Thursday, March 11, 2010

Sexual Abuse: Let there be Light

It seems as if the dark clouds of clerical sexual abuse are now gathering over Germany, Austria and the Netherlands. It is pretty horrendous for innocent clergy, there is a sense of betrayal by the perpetrators and suspicion of the brothers, there is a mistrust too of bishops by the clergy; of both bishops and clergy by the laity.

Outside the Church everyone inside it seems to be either an abuser or somehow implicated in abuse; goodwill turns to coldness or to loathing or downright hatred.

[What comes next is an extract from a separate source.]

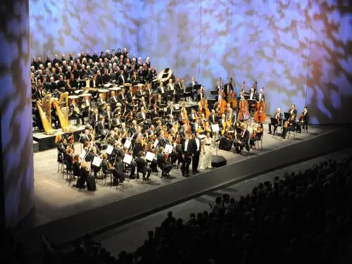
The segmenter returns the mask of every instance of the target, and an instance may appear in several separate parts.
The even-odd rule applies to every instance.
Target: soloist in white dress
[[[203,156],[201,160],[201,169],[211,168],[212,140],[211,137],[206,137],[203,139]]]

For secularists or professional atheists it becomes another stick with which to beat the Church.

Those who know about such things keep saying clergy are less likely to abuse than other members of society, less than social workers, less than teachers and certainly less than other family members, especially step parents.

In New York recently there were claims of a big abuse scandal hovering just under the surface in the Jewish community. There are other claims that there is a serious problem in the Islamic community. Some Anglican dioceses in the States and places like Australia have declared bankruptcy because of abuse claims. Before the revelations from Nova Scotia in 1985 revelations of Catholic clerical sexual abuse of minors appeared very occasionally but didn’t seem to be a Catholic problem. Now it seems to be a specifically Catholic problem.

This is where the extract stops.